The Butcher turned toward me and began to walk ever so slowly, his finger traced against the blade calculating its sharpness. "Fear not." he murmured "Just hold still and this will be all over before you know it." My heart beat faster but amidst the looming figure and gleaming butcher knife, I noticed an underwhelming current in my killer-was that boredom? A peculiar, unsettling boredom that resonated as just apart of his routine and it all felt so lazily scripted as if he had better things to do. Call me crazy but I could've sworn I just saw him yawn a little. To tell you the truth, I felt offended. Nevertheless, I was only seconds away from becoming just another butchered pig. If I wanted to get out of here alive, I had to think of something fast. The butcher knife ascended above the bald head and began to drop.
"Wait!" I pleaded throwing my bound hands in a feeble attempt to shield myself. I cracked one eye open, and found the blade hovering dangerously above my head, and in that moment, I locked eyes with my imminent killer. I expected eyes full of bloodlust or maniacal rage, but once again I was met with dull baggy orbs that afflicted nothing more than sheer boredom. It hurt my pride a little, but I wasn't gonna let it show.
"This isn't you." I confidently declared. His eyebrow arched and confusion flickered across his face.
"You're not some cold-blooded killer who sits in a dinky freezer all day waiting for orders to kill someone" I pressed on.
"I'm not?" His response held a note of genuine curiosity.
"No, of course not!" I replied, putting a touch of sympathy to my voice. "You're someone meant for the great outdoors, basking in the sun, using your unique talents for good—like, uh, working at a coffee shop! You don't have to butcher people."
A skeptical look crossed the butcher's face. "But I like butchering."
"No, you don't." I held a finger up. "You're just listening to what your farmer buddies are feeding you. Deep down, you're feeling, dare I say it,-bored?" I carefully chose my words gauging his expression. "Go on, tell me one thing you can't stand being here." His eyes were hard at thought and I could see him ponder the question.
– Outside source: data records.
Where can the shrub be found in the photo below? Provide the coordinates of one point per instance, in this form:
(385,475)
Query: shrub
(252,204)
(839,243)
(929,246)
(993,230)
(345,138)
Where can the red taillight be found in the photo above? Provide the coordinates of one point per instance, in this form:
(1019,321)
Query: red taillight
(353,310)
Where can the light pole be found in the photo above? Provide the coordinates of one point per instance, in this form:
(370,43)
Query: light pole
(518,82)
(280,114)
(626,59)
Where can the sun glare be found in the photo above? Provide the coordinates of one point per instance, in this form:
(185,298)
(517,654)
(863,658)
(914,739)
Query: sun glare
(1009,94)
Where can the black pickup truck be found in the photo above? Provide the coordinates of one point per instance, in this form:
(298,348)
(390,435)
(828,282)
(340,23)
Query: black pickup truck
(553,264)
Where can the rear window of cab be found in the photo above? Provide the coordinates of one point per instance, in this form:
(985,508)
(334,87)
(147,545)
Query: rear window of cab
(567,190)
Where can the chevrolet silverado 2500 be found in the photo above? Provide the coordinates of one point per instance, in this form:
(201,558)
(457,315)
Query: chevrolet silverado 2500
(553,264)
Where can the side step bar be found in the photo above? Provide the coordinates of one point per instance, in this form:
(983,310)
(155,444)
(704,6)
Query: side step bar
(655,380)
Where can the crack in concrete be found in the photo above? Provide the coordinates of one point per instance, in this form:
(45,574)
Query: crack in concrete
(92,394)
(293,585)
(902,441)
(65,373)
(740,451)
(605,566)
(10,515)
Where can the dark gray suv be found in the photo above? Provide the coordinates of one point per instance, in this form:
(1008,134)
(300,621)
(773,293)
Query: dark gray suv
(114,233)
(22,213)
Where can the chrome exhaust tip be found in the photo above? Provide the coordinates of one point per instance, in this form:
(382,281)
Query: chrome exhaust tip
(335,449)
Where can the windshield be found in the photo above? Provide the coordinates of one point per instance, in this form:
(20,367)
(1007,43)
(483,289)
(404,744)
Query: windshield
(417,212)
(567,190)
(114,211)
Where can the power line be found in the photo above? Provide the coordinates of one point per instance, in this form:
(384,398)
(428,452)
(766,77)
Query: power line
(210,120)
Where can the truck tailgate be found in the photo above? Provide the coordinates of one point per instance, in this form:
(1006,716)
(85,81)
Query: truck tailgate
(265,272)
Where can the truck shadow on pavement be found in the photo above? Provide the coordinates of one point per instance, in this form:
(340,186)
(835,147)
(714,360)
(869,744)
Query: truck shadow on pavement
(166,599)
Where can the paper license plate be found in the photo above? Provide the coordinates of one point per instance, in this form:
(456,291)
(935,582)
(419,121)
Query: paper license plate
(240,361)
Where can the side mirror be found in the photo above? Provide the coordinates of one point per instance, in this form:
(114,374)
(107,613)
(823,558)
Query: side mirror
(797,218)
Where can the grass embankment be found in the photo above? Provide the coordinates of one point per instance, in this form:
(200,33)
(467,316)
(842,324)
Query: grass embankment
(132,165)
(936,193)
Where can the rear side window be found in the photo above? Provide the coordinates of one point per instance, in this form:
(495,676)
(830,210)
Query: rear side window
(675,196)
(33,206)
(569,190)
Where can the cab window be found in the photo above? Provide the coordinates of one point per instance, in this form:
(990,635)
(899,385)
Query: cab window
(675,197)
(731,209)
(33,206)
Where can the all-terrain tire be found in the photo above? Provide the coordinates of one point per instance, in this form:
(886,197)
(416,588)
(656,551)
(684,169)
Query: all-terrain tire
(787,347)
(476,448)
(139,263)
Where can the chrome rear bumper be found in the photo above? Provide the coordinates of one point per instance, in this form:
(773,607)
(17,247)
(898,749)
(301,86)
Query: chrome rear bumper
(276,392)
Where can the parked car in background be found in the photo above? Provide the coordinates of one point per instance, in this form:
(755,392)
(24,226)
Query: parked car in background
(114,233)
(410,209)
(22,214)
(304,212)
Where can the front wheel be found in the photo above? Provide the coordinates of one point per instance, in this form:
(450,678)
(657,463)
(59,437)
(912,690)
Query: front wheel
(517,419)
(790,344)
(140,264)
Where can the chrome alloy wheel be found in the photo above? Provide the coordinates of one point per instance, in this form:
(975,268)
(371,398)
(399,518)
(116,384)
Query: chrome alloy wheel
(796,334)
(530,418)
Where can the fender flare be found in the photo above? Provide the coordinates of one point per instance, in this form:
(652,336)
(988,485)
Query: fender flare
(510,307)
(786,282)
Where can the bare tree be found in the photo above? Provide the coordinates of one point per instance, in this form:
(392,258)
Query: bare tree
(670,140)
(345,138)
"Well... Now that you mention it, it is pretty chilly here." He admitted.
"Right!" I exclaimed, seizing the opening.
"But," he added with a sly grin. "I just cut the skin off the things I butcher and wear it like a little coat. Keeps me nice and warm for a bit" He said in an amusement that clashed with the violence at hand, and I struggled to conceal the disgust and fear across my face.
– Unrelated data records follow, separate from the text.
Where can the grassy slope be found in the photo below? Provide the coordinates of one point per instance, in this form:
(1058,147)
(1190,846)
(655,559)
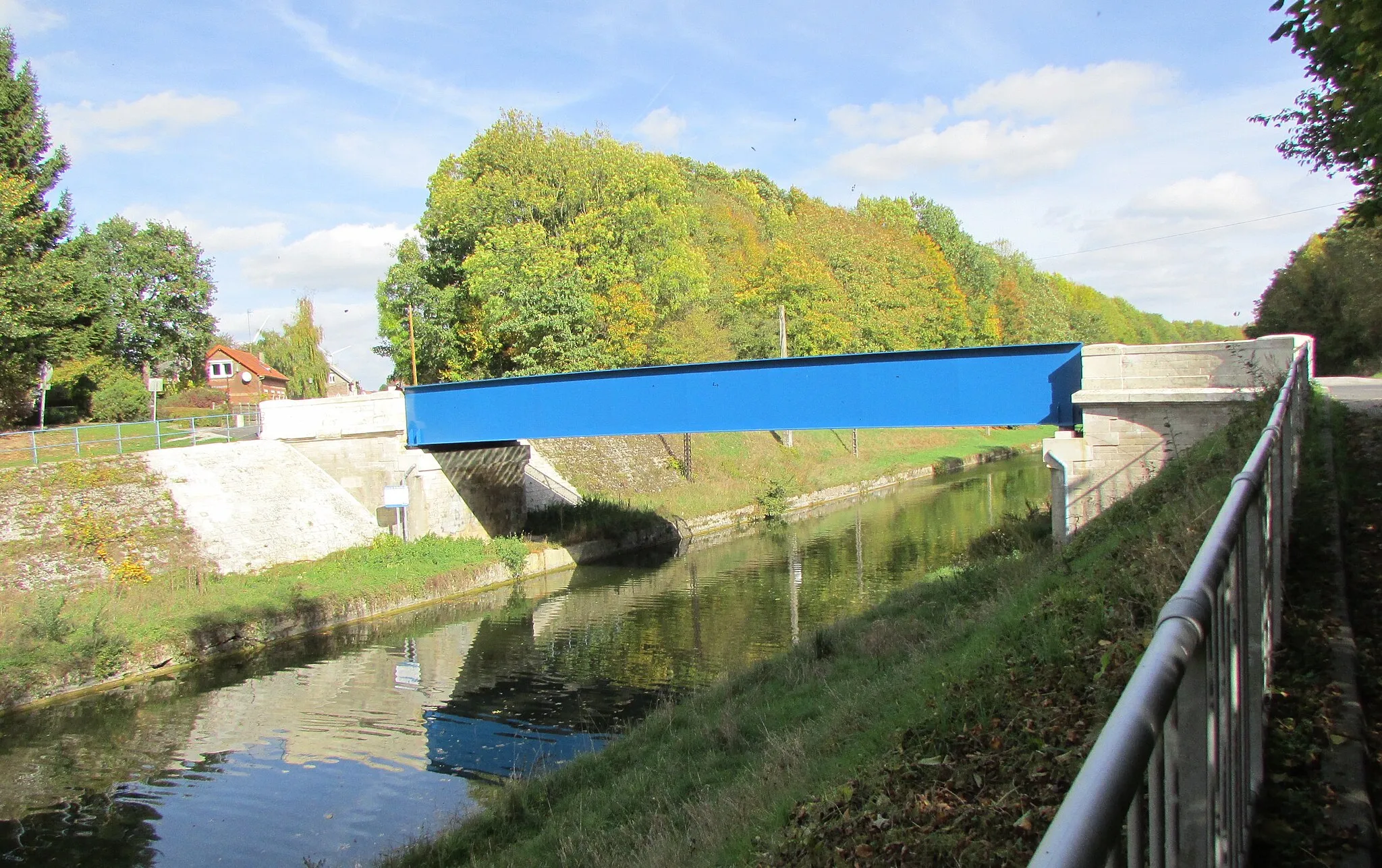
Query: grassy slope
(90,625)
(943,724)
(733,469)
"Okay uh-Dave?" I squinted at a haphazardly scrawled name tag on his bloody apron. "Dave there is a world of wonder and unexplored joy you have yet to experience, and I'm gonna show it you. You and me pal, friends exploring the world, and all the animals you could..." I hesitated, gulping, "...butcher."
"Friends?" I could see him ponder the concept.
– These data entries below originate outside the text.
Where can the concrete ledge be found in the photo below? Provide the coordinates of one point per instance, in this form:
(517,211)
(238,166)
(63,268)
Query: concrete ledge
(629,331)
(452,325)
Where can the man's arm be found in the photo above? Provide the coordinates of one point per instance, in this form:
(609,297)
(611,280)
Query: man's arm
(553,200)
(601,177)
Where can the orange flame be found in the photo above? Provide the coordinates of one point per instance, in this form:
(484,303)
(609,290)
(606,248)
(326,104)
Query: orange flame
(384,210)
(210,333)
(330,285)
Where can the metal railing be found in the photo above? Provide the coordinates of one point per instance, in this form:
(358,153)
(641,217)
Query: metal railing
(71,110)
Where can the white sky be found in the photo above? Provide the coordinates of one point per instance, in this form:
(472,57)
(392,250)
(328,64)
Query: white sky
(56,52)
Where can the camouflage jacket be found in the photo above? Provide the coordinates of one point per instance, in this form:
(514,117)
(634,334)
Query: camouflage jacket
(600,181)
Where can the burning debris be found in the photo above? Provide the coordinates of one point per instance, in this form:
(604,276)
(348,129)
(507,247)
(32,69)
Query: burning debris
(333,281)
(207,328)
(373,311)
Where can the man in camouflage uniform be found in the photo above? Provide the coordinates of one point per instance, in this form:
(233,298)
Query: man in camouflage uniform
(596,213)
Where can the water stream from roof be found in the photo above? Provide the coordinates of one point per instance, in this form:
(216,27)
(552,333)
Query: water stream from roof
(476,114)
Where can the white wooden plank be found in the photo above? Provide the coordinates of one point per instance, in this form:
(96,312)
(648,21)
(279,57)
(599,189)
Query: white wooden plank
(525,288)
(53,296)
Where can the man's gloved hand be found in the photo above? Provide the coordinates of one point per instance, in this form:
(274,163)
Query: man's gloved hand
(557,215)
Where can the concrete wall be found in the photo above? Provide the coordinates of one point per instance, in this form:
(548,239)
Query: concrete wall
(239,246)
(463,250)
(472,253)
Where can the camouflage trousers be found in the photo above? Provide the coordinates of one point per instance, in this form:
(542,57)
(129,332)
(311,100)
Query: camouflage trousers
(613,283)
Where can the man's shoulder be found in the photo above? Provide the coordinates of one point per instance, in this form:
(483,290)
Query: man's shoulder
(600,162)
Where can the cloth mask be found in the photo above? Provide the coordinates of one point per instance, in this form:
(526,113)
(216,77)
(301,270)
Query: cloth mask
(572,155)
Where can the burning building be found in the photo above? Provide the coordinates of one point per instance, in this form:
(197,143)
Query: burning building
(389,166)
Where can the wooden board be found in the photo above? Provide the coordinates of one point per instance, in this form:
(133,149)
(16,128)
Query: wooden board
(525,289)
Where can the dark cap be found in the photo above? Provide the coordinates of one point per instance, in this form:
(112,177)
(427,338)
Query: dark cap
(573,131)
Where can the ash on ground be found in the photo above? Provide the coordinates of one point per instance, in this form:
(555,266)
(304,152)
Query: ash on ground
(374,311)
"Yes, of course, friends. Come on, big guy, what do you say? How about we put down that eerie knife, hug it out, and then we can get out of this ice box."
All at once, time seemed to slow down.
For a fleeting moment, I saw Dave smile. Still holding the knife, he outstretched his arms in a friendly manner. Overwhelmed with excitement, I moved toward Dave the Bucher. Unfortunately, in the heat of the moment I had completely forgotten about my still constricted laces. My entire body careened into Dave, his massive frame pushed off balance, and the gleaming knife was thrown into a chaotic orbit. He hit the ground hard, knife hurling and gleaming in the air. As Dave sat up, anger etched in his face, fate took a sharp turn. With a thick ca-thunk, the knife found a resting place on the top of Dave's pale bald head. His face contorted, and slumped backward with a weighty thud.
I sat there in my urine-soaked pink flamingos, mouth agape in absolute awe. I really should've called in sick today.